A lo largo de la última década hemos asistido impávidos a una democratización de lo humano y lo divino sin precedentes. Zara nos convirtió a todas en it girls e Ikea transformó nuestras casas en moradas de revista. Mientras Letizia Ortiz emparentaba la realeza con la república, las réplicas de todo tipo nos ponían el lujo a precio de horchata. Los móviles los regalaban con los paquetes de yogures, Ryanair te llevaba a Estocolmo por menos que un bonobús y los futbolistas humanizaban el concepto de nuevo rico. El cine, la literatura y la música pasaron a ser de todos al módico precio de una descarga ilegal.
Pero sin duda lo que más se ha democratizado este siglo es la inversión. Todos somos inversores. En mayor o menor medida. Voluntariamente o a la fuerza. El piso lo compramos como inversión, el plan de pensiones para invertir en la jubilación, con estos ahorrillos un par de Telefónicas y cuarto y mitad de Repsoles a ver si suena la flauta, el colegio bilingüe para invertir en el futuro de los niños y el Porsche Cayenne para no ser menos que nuestros vecinos inversores. Invertir para crecer. En lo económico. Y ya saben que yo con lo del crecimiento no las tengo todas conmigo.

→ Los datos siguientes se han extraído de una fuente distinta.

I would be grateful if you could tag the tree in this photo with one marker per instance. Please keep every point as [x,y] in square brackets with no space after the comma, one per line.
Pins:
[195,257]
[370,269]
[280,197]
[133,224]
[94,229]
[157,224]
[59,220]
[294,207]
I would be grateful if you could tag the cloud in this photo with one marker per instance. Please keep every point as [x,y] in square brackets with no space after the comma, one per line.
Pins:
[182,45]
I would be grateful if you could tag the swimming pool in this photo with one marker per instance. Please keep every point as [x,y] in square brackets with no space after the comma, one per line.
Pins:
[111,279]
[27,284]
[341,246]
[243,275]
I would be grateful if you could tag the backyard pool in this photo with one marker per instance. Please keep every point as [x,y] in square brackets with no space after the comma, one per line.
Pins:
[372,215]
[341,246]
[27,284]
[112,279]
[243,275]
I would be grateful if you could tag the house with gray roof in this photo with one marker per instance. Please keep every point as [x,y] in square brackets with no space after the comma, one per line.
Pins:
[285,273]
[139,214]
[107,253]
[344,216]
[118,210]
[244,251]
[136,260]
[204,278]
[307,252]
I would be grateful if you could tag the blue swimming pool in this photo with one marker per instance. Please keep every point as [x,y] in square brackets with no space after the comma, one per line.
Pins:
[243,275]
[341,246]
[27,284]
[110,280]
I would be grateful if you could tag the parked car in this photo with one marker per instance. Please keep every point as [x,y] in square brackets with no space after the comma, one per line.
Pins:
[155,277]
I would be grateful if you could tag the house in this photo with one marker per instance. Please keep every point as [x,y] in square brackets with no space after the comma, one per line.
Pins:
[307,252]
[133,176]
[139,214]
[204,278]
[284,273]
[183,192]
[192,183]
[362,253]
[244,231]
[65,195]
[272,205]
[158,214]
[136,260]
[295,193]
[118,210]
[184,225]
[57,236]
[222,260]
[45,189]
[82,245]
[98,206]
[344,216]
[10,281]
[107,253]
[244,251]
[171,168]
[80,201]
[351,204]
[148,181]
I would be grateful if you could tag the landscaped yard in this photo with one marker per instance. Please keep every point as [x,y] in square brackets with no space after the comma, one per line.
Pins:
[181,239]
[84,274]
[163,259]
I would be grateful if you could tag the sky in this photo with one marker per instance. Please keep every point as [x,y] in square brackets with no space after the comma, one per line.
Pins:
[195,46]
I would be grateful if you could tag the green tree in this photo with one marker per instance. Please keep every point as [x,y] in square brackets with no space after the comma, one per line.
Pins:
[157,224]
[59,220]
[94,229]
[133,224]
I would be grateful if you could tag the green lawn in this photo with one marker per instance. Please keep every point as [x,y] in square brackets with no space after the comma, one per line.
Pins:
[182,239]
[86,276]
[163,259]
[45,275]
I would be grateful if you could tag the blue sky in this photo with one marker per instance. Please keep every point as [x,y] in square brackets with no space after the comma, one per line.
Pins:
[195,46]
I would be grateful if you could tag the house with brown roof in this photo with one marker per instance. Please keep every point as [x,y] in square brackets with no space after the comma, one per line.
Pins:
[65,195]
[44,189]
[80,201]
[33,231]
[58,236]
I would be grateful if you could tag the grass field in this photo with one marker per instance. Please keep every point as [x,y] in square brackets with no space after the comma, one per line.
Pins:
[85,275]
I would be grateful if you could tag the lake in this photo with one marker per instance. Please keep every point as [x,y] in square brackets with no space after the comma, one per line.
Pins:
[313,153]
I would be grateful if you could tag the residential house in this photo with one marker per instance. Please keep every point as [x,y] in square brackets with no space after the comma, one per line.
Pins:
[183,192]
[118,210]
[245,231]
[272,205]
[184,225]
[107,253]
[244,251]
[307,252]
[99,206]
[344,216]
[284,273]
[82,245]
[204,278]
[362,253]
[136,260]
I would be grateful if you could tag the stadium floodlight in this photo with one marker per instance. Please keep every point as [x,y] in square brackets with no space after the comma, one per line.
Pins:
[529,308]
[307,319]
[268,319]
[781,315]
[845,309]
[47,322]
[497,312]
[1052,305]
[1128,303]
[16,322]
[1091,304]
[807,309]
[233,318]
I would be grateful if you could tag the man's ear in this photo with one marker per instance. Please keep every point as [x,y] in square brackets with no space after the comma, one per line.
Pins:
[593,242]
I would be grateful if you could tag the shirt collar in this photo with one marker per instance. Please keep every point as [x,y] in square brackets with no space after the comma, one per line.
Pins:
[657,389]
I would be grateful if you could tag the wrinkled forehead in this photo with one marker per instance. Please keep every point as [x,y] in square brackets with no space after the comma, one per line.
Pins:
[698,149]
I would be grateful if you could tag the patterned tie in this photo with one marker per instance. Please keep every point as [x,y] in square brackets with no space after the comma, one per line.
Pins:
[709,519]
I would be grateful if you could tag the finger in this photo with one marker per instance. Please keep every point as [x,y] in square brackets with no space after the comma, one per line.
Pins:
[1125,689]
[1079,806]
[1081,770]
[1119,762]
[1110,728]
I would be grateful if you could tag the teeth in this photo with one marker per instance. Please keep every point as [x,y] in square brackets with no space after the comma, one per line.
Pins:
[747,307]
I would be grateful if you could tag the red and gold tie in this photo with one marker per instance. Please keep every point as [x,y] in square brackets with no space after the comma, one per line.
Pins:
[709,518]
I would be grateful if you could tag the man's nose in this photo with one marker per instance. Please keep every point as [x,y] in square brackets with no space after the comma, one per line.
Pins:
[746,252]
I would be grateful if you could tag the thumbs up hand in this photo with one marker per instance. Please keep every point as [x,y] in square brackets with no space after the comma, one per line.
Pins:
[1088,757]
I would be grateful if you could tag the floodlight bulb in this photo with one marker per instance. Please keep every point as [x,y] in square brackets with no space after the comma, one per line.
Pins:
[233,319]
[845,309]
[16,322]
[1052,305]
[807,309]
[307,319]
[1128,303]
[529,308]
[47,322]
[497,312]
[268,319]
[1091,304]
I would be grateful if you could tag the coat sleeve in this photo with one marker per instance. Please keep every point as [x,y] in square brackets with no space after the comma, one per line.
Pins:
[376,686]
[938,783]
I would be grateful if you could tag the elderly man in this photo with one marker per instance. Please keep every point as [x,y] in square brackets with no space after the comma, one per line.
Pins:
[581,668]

Este afán inversor indiscriminado nos ha puesto en un brete considerable principalmente por dos detallitos que hemos obviado con fervor. El primer detallito baladí es que la mayoría de las inversiones son, en términos de rentabilidad, malas a largo plazo. Aunque algunas, las menos, sean buenísimas o algunos, los menos, consigan tener un saldo positivo al final de su carrera inversora. Más que nada porque una buena inversión implica comprar barato y vender caro cuando en general, y gracias al cielo, lo normal es y debería ser comprar y vender a un precio justo para ambas partes.
Para muestra dos botones. Hay un estudio español sobre la rentabilidad de los fondos de pensiones en los últimos veinte años que pone de manifiesto que esta ha sido nula. Es decir, que les pagamos a los señores de estos fondos para que multiplicaran nuestros ahorros y de eso nada, lo comido por lo servido. Con suerte. Hay también otro estudio internacional de un Bakers and Brothers de la vida que redunda en lo mismo al determinar que el mejor sitio para haber tenido tu dinero en los últimos veinte años hubiera sido en un calcetín debajo del colchón. Como lo leen.
El otro problemilla de este planteamiento es que hemos necesitado tanto dinero para invertir que casi no nos ha quedado dinero para gastar. Tanto es así que se ha impuesto un culto a lo barato insostenible. Nos hemos desacostumbrado a pagar por lo que de verdad tiene valor. Para poder vender camisetas a precio de Inditex, o tienes el imperio de Amancio Ortega y te beneficias de unas economías de escala brutales y de un crecimiento exponencial, o produces las camisetas en le sótano de tu casa con una horda de niños chinos secuestrados y algodón radioactivo importado de Chernobyl. Pero lo de tener un negocio pequeño que te permita pagar sueldos dignos a tus empleados y tener unos escuetos beneficios a fin de mes se ha convertido en un milagro digno de Lourdes.
El afán inversor alcanza proporciones de tragedia griega cuando el dinero invertido era prestado, se desinfla la burbuja y te quedas sin inversión y con una deuda de recuerdo para el resto de tu vida. Que esto no lo supiéramos nosotros pasa. Pero que lo expertos y las instituciones públicas y privadas se hayan aprovechado para hacer un Agosto de ello clama al cielo.
Como bien me dijo un tío que de esto sabe mucho: Yo no conozco a nadie que se haya arruinado gastando.